O Senhor pede um comportamento
diferente: segui-Lo não significa entrar na corte, nem participar num cortejo
triunfal, nem mesmo garantir-se um seguro de vida. Pelo contrário, significa
«tomar a própria cruz» (Lc 14, 27): como Ele, carregar os pesos
próprios e os pesos alheios, fazer da vida um dom, não uma posse, gastá-la imitando
o amor magnânimo e misericordioso que Ele tem por nós. Trata-se de opções que
comprometem a totalidade da existência; por isso, Jesus deseja que o discípulo
nada anteponha a este amor, nem sequer os afetos mais queridos ou os bens
maiores.
Para o conseguir, porém, é
preciso olhar mais para Ele do que para nós próprios, aprender o amor que brota
do Crucificado. N’Ele vemos um amor que se dá até ao fim, sem medida nem
fronteiras. A medida do amor é amar sem medida. Nós mesmos – dizia o Papa
Luciani – «somos objeto, da parte de Deus, dum amor que não se apaga» (Angelus, 10/IX/1978). Não se apaga: nunca
se eclipsa da nossa vida, resplandece sobre nós e ilumina até as noites mais
escuras. Ora, olhando para o Crucificado, somos chamados às alturas daquele
amor: somos chamados a purificar-nos das nossas ideias erradas sobre Deus e dos
nossos fechamentos, a amá-Lo a Ele e aos outros, na Igreja e na sociedade,
incluindo aqueles que não pensam como nós e até os próprios inimigos.

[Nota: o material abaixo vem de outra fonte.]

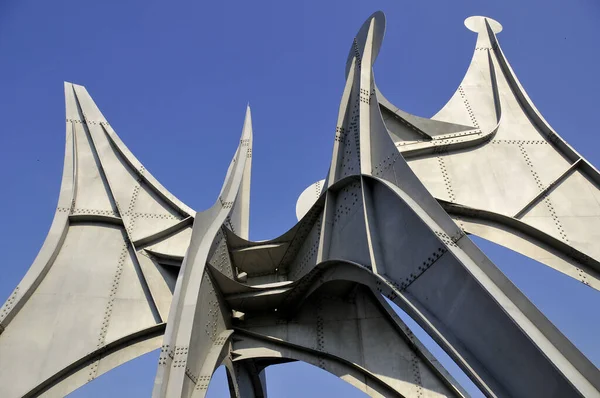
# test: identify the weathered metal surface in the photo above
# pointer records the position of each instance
(126, 262)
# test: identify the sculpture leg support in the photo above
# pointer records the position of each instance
(343, 329)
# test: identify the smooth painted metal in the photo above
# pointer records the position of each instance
(126, 262)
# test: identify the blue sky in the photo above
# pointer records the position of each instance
(173, 78)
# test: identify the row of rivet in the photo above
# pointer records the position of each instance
(112, 295)
(468, 106)
(541, 187)
(446, 178)
(9, 304)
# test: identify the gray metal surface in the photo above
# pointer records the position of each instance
(127, 266)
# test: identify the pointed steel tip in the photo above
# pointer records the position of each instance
(378, 18)
(478, 23)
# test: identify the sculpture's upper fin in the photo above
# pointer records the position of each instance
(239, 220)
(90, 279)
(473, 102)
(189, 326)
(518, 175)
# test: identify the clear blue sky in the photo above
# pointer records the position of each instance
(173, 78)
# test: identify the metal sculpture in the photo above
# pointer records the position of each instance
(125, 262)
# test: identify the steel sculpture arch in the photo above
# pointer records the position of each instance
(126, 262)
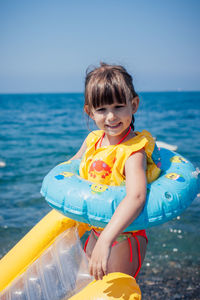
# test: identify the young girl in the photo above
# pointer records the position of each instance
(116, 155)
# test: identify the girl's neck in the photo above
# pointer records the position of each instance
(113, 140)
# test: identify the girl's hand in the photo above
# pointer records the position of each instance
(98, 265)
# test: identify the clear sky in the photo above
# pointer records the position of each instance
(46, 45)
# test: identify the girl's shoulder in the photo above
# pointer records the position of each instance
(93, 137)
(140, 140)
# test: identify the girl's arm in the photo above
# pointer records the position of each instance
(80, 152)
(126, 213)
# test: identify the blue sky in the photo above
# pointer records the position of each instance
(46, 46)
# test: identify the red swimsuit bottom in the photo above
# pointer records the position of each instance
(129, 234)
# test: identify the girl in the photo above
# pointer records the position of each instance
(116, 155)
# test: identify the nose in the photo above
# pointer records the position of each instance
(111, 115)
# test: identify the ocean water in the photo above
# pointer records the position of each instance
(38, 131)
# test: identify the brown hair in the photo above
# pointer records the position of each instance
(108, 84)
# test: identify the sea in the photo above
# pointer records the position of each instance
(38, 131)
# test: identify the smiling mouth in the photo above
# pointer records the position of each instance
(113, 126)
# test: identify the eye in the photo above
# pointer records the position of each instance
(119, 106)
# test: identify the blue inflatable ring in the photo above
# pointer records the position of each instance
(84, 201)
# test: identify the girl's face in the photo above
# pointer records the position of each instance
(114, 118)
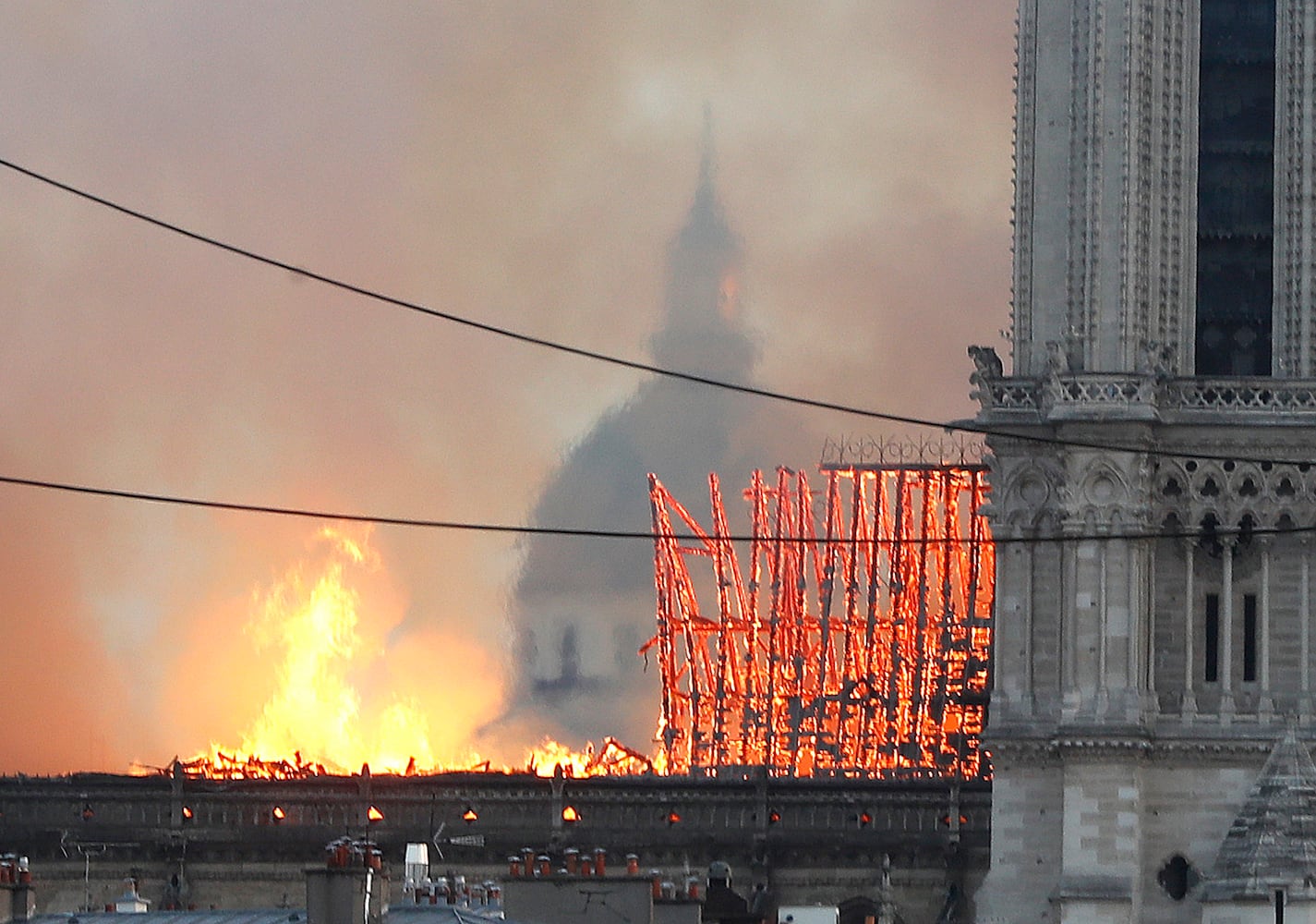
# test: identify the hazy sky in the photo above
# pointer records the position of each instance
(522, 164)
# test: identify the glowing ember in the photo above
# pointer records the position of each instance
(325, 647)
(858, 651)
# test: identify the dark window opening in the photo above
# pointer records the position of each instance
(1236, 167)
(1211, 669)
(1250, 638)
(1177, 877)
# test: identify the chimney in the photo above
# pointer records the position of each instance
(18, 899)
(356, 893)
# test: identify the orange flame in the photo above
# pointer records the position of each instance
(321, 718)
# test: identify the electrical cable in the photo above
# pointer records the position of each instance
(963, 427)
(1220, 532)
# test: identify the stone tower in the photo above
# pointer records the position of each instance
(583, 607)
(1154, 455)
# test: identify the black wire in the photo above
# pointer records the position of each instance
(1220, 532)
(965, 427)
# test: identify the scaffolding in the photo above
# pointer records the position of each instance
(846, 635)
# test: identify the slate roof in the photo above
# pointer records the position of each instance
(1273, 840)
(396, 914)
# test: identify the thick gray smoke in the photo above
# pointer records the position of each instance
(585, 605)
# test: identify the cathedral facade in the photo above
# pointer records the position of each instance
(1154, 468)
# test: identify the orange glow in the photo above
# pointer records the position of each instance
(861, 651)
(857, 648)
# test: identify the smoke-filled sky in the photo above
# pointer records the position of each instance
(520, 164)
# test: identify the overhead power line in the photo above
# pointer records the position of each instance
(307, 514)
(965, 427)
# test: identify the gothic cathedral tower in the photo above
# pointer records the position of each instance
(1154, 461)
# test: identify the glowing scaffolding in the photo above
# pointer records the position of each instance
(861, 650)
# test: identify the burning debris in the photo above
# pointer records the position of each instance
(863, 651)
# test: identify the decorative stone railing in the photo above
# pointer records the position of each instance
(1260, 395)
(947, 449)
(1132, 395)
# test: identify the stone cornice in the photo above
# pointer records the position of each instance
(1146, 396)
(1084, 745)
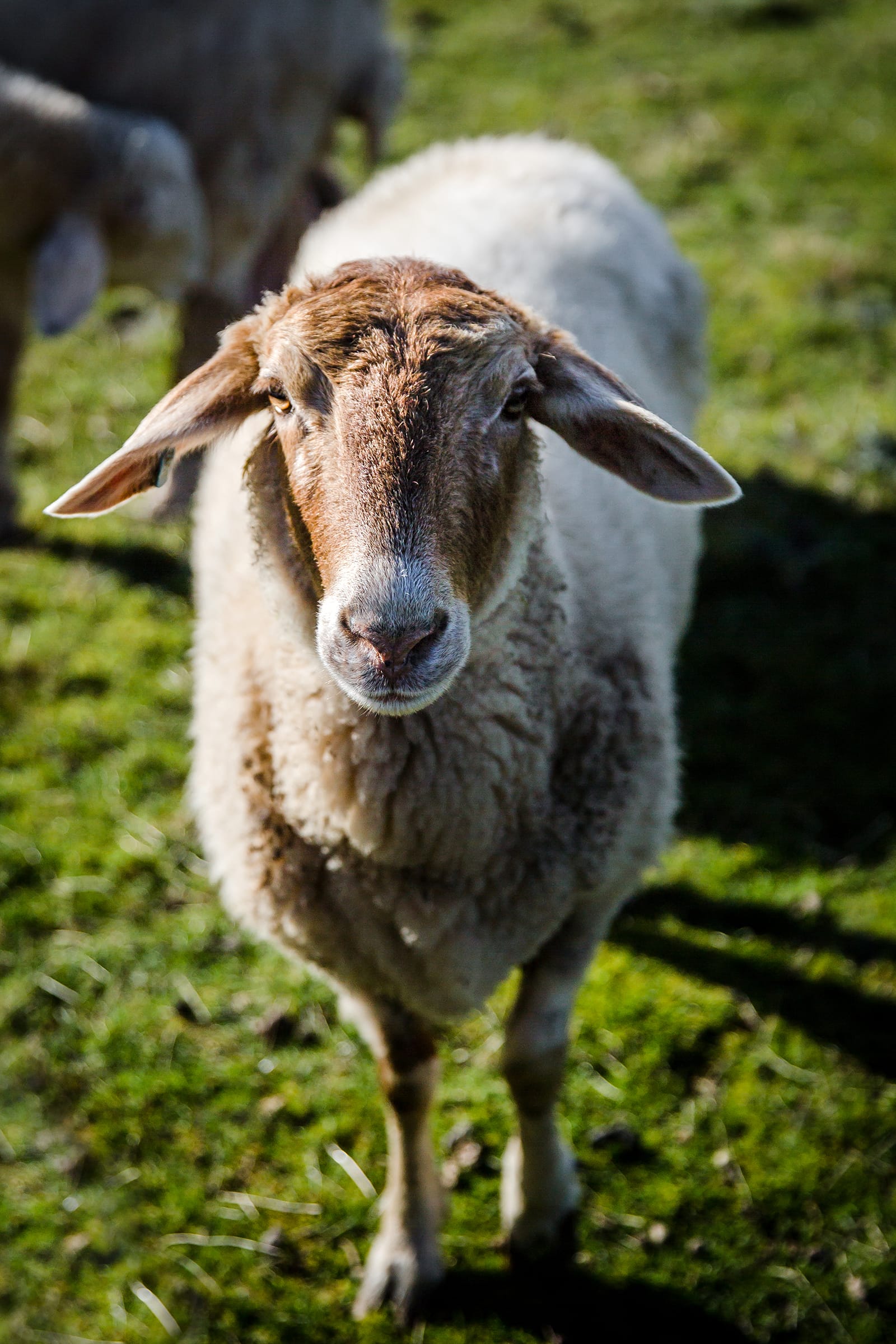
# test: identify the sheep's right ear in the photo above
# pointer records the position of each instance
(68, 273)
(209, 402)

Amar, ainda que custe a cruz do
sacrifício, do silêncio, da incompreensão, da solidão, da contrariedade e da
perseguição. Amar assim, inclusive a este preço, porque – dizia o Beato João Paulo I – se queres beijar Jesus
crucificado, «não o podes fazer sem te debruçares sobre a cruz e deixar que te
fira algum espinho da coroa, que está na cabeça do Senhor» (Audiência Geral, 27/IX/1978). O amor até
ao extremo, com todos os seus espinhos: e não as coisas a meio, as acomodações
ou a vida tranquila. Se não apontarmos para o alto, se não arriscarmos, se nos
contentarmos com uma fé superficial, somos – diz Jesus – como quem deseja
construir uma torre, mas não calculou bem os meios para a fazer: «assenta os
alicerces» e, depois, «não a pode acabar» (Lc 14, 29). Se, por medo
de nos perdermos, renunciamos a dar-nos, deixamos inacabadas as coisas – os
relacionamentos, o trabalho, as responsabilidades que nos estão confiadas, os
sonhos, e até a fé –, então acabamos por viver a meias. E quantas pessoas vivem
a meias! Também nós muitas vezes temos a tentação de viver a meias, sem nunca
dar o passo decisivo (isto é viver a meias), sem levantar voo, sem arriscar
pelo bem, sem nos empenharmos verdadeiramente pelos outros. Jesus pede-nos
isto: vive o Evangelho e viverás a vida, não a meias, mas até ao fundo. Vive o
Evangelho, vive a vida, sem cedências.
Irmãos, irmãs, o novo Beato
viveu assim: na alegria do Evangelho, sem cedências, amando até ao extremo.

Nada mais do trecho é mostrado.